The program, which will go on for four years, will break participants up into three technical areas. The first area is privacy computing. It will take recent strategies and innovations in privacy protection, such as secure database querying, multiparty computation (a subset of encryption that allows computers to share data even if they don’t fully “trust” one another), and remote attestation (which allows a computer server to verify and authenticate the configuration of computer attempting to make contact), and use them to build a more holistic privacy computing framework. Research into these methods has “been promising, but to date these techniques suffer from significant practical limitations in flexibility, scalability, and performance,” DARPA writes in its announcement.
The second area will focus on human, digital interaction.

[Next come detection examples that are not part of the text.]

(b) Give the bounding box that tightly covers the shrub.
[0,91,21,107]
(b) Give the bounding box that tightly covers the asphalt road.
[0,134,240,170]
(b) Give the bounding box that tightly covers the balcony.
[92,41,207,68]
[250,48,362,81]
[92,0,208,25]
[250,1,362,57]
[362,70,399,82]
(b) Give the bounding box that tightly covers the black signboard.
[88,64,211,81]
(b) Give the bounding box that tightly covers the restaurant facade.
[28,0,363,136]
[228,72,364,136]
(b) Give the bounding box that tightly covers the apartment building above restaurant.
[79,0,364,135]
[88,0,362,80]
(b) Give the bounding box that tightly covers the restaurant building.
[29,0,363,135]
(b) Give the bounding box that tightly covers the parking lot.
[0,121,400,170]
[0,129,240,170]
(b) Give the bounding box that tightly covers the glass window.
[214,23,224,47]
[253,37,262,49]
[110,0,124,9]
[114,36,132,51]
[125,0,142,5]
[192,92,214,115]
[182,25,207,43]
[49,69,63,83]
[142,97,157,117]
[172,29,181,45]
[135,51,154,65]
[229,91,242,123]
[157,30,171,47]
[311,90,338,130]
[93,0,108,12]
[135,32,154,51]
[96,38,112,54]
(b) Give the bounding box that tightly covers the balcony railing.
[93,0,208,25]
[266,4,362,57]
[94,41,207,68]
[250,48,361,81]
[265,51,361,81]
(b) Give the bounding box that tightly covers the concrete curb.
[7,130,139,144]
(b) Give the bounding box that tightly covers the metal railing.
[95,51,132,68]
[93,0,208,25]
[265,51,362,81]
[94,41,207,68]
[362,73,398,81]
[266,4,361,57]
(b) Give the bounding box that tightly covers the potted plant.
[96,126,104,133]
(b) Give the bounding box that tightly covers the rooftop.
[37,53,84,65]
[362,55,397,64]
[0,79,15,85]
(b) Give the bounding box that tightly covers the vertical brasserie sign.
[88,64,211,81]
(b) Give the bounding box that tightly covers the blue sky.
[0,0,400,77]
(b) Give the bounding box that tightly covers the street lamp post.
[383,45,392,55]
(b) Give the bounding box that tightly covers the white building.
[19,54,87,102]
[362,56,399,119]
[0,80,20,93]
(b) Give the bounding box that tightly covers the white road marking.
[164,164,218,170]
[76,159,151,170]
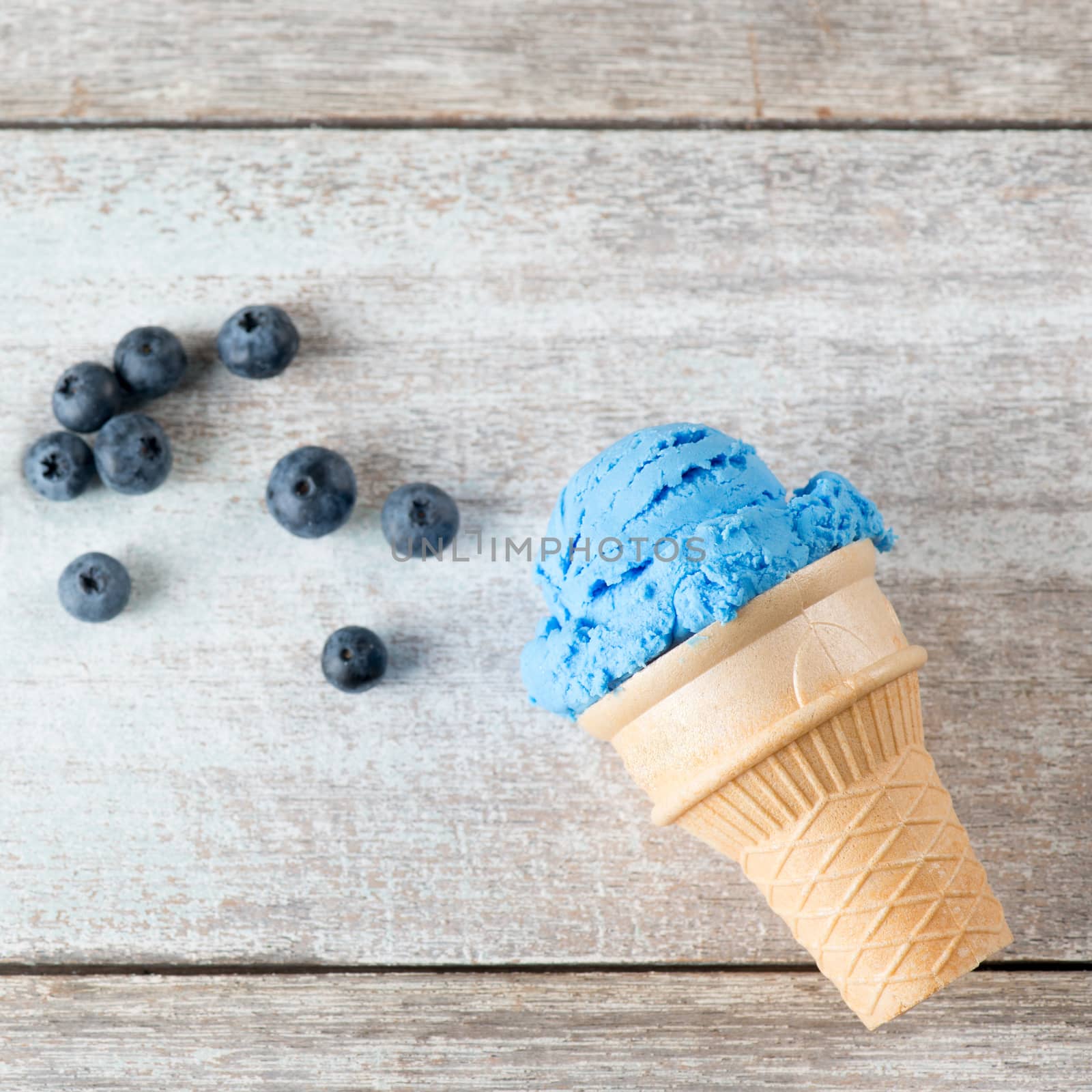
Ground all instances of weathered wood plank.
[0,132,1092,963]
[0,972,1092,1092]
[0,0,1092,124]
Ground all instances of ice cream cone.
[580,541,1012,1029]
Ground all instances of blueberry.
[216,307,299,379]
[57,554,132,621]
[380,482,459,557]
[322,626,386,693]
[265,448,356,538]
[23,433,95,500]
[113,326,186,399]
[53,362,122,433]
[95,413,171,495]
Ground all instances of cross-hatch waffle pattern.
[680,672,1012,1028]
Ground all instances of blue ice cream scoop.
[521,424,894,717]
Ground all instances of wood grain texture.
[0,972,1092,1092]
[0,132,1092,964]
[6,0,1092,124]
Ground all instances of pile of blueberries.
[23,306,459,693]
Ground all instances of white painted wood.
[0,132,1092,965]
[0,0,1092,124]
[0,972,1092,1092]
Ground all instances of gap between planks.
[0,960,1092,979]
[0,117,1092,133]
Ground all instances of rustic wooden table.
[0,0,1092,1092]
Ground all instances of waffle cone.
[581,542,1012,1029]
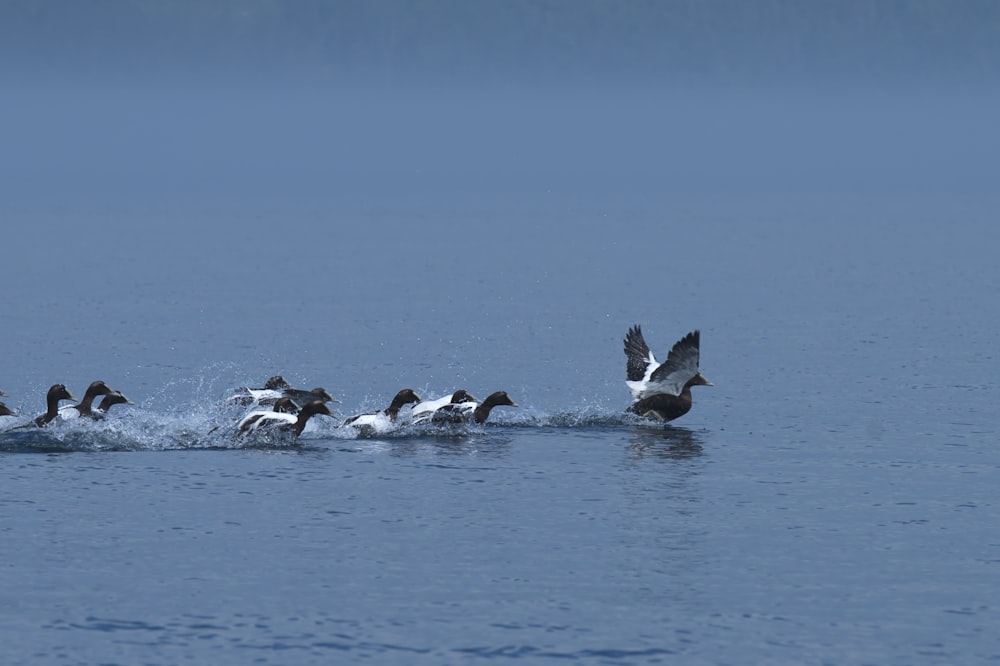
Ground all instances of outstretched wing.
[649,331,701,395]
[625,324,656,382]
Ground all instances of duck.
[226,375,292,406]
[59,379,112,419]
[413,391,517,424]
[343,389,420,434]
[411,389,479,418]
[226,375,340,407]
[28,384,76,428]
[281,386,340,409]
[625,324,714,423]
[236,398,333,437]
[90,391,135,419]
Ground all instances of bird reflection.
[629,425,702,460]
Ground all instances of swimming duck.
[236,399,333,437]
[59,380,112,419]
[344,389,420,430]
[411,389,479,418]
[26,384,76,428]
[91,391,135,419]
[625,324,714,422]
[413,391,517,424]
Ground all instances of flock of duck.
[0,325,712,439]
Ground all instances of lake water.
[0,85,1000,664]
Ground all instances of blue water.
[0,85,1000,664]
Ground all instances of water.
[0,85,1000,664]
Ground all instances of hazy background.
[0,0,1000,407]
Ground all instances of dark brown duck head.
[451,389,479,405]
[34,384,76,427]
[271,398,299,414]
[97,391,135,412]
[264,375,292,391]
[76,379,113,416]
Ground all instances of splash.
[0,381,680,452]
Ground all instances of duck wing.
[646,331,701,395]
[625,324,656,382]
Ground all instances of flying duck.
[236,399,333,437]
[59,380,112,419]
[625,324,714,422]
[411,389,479,418]
[226,375,340,407]
[26,384,76,428]
[226,375,292,406]
[413,391,517,424]
[344,389,420,436]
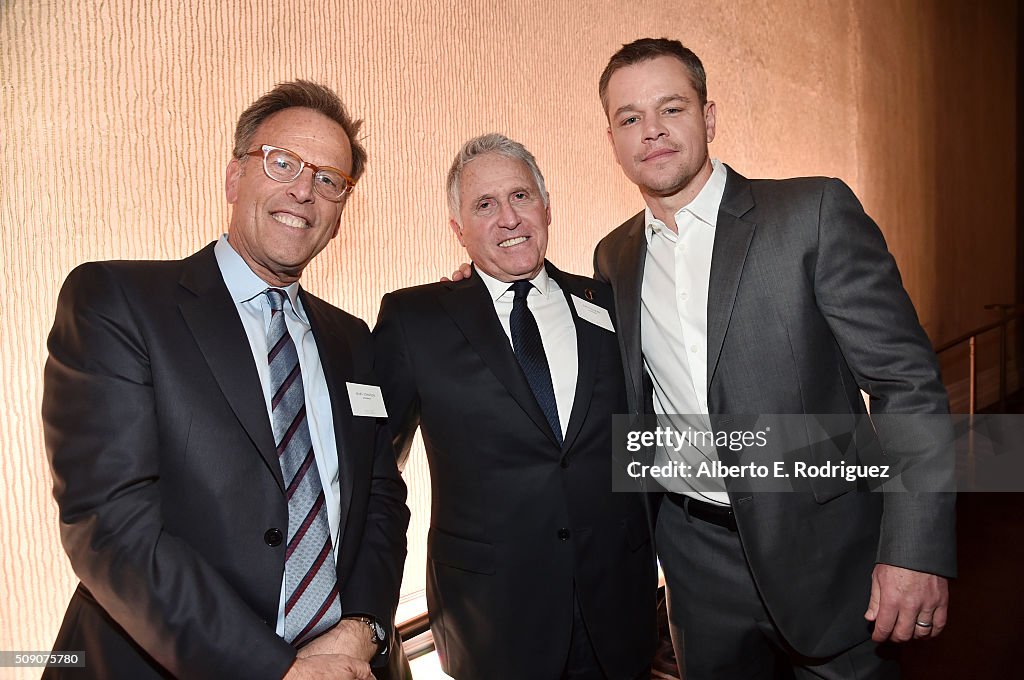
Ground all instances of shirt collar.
[476,261,551,302]
[213,233,306,321]
[644,158,727,245]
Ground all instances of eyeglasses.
[246,144,355,201]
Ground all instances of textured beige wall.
[0,0,1017,675]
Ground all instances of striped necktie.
[266,288,341,647]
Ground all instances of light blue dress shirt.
[213,235,341,637]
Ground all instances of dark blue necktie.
[509,281,562,447]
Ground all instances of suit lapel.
[439,268,557,445]
[299,288,356,546]
[178,244,285,492]
[708,168,755,386]
[545,262,607,452]
[612,212,647,409]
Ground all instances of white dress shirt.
[213,235,341,637]
[476,268,580,437]
[640,159,729,505]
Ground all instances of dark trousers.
[561,592,650,680]
[655,497,899,680]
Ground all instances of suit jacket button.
[263,528,285,548]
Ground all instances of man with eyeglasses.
[43,81,409,679]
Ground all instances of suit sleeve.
[374,293,420,468]
[814,179,956,577]
[42,264,295,678]
[329,322,410,667]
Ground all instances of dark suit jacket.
[374,264,656,680]
[43,245,409,678]
[594,168,955,656]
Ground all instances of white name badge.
[571,295,615,333]
[345,383,387,418]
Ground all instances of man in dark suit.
[43,81,409,679]
[594,39,955,680]
[374,134,656,680]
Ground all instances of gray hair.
[447,132,548,217]
[232,80,367,179]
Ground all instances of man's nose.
[498,203,519,229]
[288,168,316,203]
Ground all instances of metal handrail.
[935,304,1024,416]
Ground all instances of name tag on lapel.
[345,383,387,418]
[570,295,615,333]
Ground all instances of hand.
[284,655,374,680]
[299,619,377,662]
[864,564,949,642]
[441,262,473,281]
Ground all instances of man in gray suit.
[594,39,955,680]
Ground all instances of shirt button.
[263,528,285,548]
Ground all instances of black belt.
[666,494,736,532]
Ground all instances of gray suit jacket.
[594,168,955,656]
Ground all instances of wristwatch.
[351,617,387,654]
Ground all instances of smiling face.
[450,153,551,283]
[607,56,715,217]
[225,108,352,286]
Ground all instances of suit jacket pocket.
[626,512,650,551]
[427,526,497,573]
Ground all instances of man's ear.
[449,217,466,248]
[224,158,242,205]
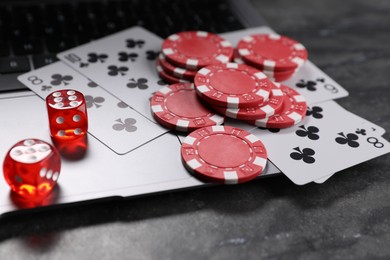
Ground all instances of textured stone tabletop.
[0,0,390,260]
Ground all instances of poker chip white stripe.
[176,119,190,131]
[163,49,175,56]
[159,87,172,95]
[168,34,179,41]
[253,156,267,169]
[216,55,230,63]
[183,135,196,145]
[152,105,164,113]
[245,134,259,143]
[210,115,224,125]
[287,112,302,125]
[211,125,225,132]
[196,85,210,93]
[223,171,238,184]
[187,159,203,170]
[238,49,250,56]
[293,95,306,102]
[198,68,210,76]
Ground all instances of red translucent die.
[3,139,61,196]
[46,89,88,139]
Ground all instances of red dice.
[46,89,88,140]
[3,139,61,197]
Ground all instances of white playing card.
[252,101,390,185]
[18,62,167,154]
[221,26,348,104]
[314,111,386,184]
[58,27,166,120]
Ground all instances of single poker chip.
[150,83,224,132]
[248,85,307,128]
[237,34,308,71]
[156,61,191,84]
[158,53,198,80]
[213,82,284,120]
[263,70,295,82]
[162,31,233,70]
[181,126,267,184]
[194,63,273,108]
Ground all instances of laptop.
[0,0,279,214]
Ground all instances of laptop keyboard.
[0,0,243,92]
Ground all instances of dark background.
[0,0,390,259]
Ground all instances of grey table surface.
[0,0,390,259]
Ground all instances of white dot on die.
[73,115,81,122]
[52,172,60,181]
[23,139,35,146]
[46,170,53,180]
[38,144,50,153]
[39,168,46,178]
[27,155,38,163]
[25,147,36,154]
[74,128,82,135]
[68,96,77,101]
[11,149,23,156]
[54,102,64,108]
[69,101,79,107]
[56,116,65,124]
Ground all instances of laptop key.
[0,57,30,74]
[46,37,76,53]
[32,54,58,69]
[12,39,43,55]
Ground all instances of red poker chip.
[162,31,233,70]
[181,126,267,184]
[213,83,284,120]
[150,83,224,132]
[158,53,198,81]
[248,85,307,128]
[156,61,191,84]
[237,34,308,71]
[194,63,273,108]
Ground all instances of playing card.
[18,62,167,154]
[58,27,162,120]
[221,26,348,104]
[252,101,390,185]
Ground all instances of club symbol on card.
[126,78,148,89]
[85,95,105,108]
[157,79,168,86]
[50,74,73,86]
[112,118,137,132]
[88,52,108,63]
[145,50,160,60]
[107,65,129,76]
[116,101,129,108]
[88,81,99,88]
[295,125,320,140]
[306,106,324,119]
[126,39,145,48]
[335,132,359,148]
[41,85,52,91]
[355,128,367,135]
[290,147,316,164]
[295,79,317,91]
[118,51,138,62]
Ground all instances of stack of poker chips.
[235,34,308,82]
[150,32,307,184]
[156,31,234,84]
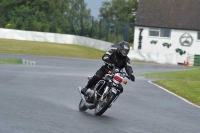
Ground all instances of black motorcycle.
[78,63,130,116]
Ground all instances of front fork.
[100,86,119,103]
[100,86,109,101]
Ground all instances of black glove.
[129,73,135,82]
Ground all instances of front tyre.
[94,93,116,116]
[78,99,88,112]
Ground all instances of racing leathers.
[83,48,135,93]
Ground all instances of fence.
[0,12,130,43]
[185,54,200,66]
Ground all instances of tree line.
[0,0,137,42]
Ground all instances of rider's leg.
[118,84,123,93]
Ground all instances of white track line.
[148,80,200,108]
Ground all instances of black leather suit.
[86,49,135,93]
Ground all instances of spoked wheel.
[94,93,115,116]
[78,99,88,112]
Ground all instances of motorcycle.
[78,62,130,116]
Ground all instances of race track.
[0,55,200,133]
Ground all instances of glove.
[129,73,135,82]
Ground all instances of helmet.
[117,41,130,56]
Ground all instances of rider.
[81,41,135,95]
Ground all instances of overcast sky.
[85,0,109,17]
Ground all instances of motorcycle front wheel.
[78,99,88,112]
[94,93,116,116]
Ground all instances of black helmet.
[117,41,130,56]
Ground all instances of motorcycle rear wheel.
[78,99,88,112]
[94,93,116,116]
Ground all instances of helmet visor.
[121,49,129,56]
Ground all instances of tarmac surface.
[0,54,200,133]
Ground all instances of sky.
[85,0,109,17]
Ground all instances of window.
[149,28,160,36]
[149,28,171,37]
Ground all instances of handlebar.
[104,61,131,80]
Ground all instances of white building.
[134,0,200,63]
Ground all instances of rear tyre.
[94,93,116,116]
[78,99,88,112]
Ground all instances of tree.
[99,0,137,42]
[0,0,90,34]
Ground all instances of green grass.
[144,67,200,106]
[0,39,105,59]
[0,59,21,64]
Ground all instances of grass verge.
[0,39,105,59]
[0,59,22,65]
[144,69,200,106]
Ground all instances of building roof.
[135,0,200,31]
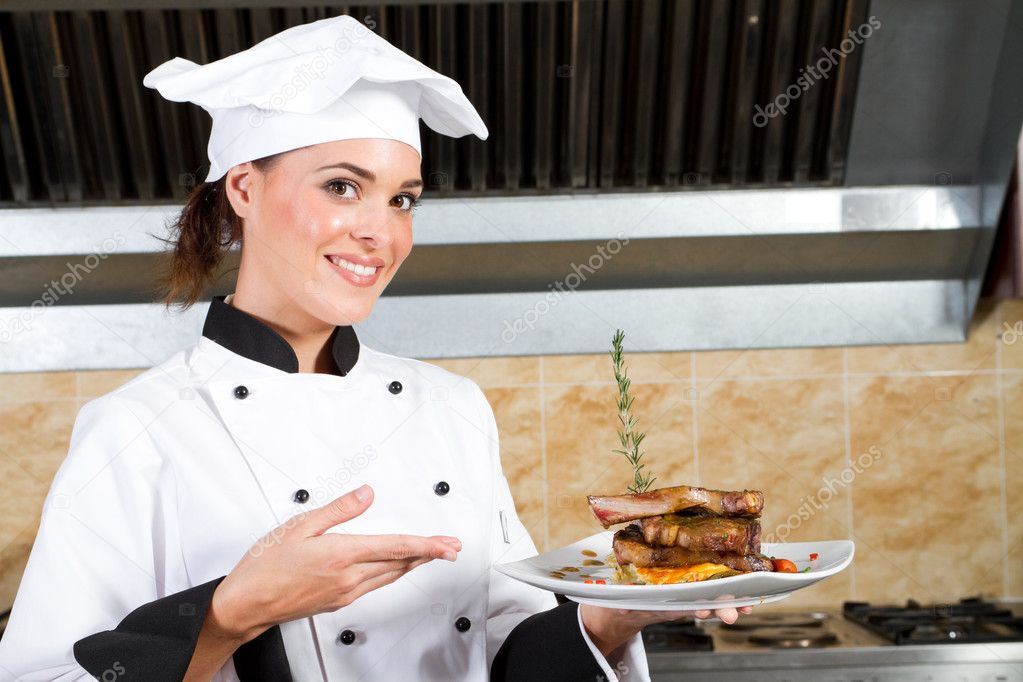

The goal here is to create systems that can essentially predict the difference between shareable data and more private data, help users understand the privacy tradeoff of different sharing decisions, and give users faster and firmer control of what data they share and with whom they share it.
The third area looks to build experimental systems to “provide the platforms on which to test these ideas in practice”—in essence, to create a privacy machine.
Jeremy Gillula, a staff technologist with the privacy watchdog group Electronic Frontier Foundation, said he had no problem trusting the U.S. government to create privacy solutions, “as long as the research is published and the information is shared with the greater privacy-technology community.” He characterized the challenge that DARPA was undertaking in with Brandeis project as an ambitious one.
“The research community has made some significant progress (differential privacy, secure multiparty computation etc.), but all of these methods have some sort of weakness,” Gillula said. “With that said, focusing on ways to scale these methods would certainly be a step in the right direction. It certainly wouldn’t solve the whole privacy problem, but at the same time solving the whole privacy problem would be way too big to tackle in a single project.”
Julian Sanchez, a senior fellow with the libertarian-leaning Cato Institute, told Defense One he found it “somewhat reassuring to see the DARPA solicitation indicates a preference for open source proposals, since that would in practice be a prerequisite for any tools that might be made available for broader public use.”
He added that it was, “certainly valuable for DARPA to be sponsoring research into protective information sharing systems of this kind—and indeed, this should have been a priority long ago.”
“But citizens and courts shouldn’t let themselves be gulled into blessing government data dragnets on the premise that fancy technology will somehow guarantee the data is only ever used by good people for good purposes.”
Gillula sounded a similar note of enthusiasm for the project, but skepticism about a total privacy solution coming out of the government—or anywhere else.
“The program is focused on data willingly shared, and won’t help with non-consensual third-party tracking/collection, which is a bigger concern (and more problematic) in general,” he said. “The program is fine for what it’s doing, but it’s definitely not going to solve the greater privacy problem we face as a society.”
In other words, the military’s privacy machine may facilitate safer information sharing, but fixing privacy—and mistrust of government on the issue—will take more than a press of a button.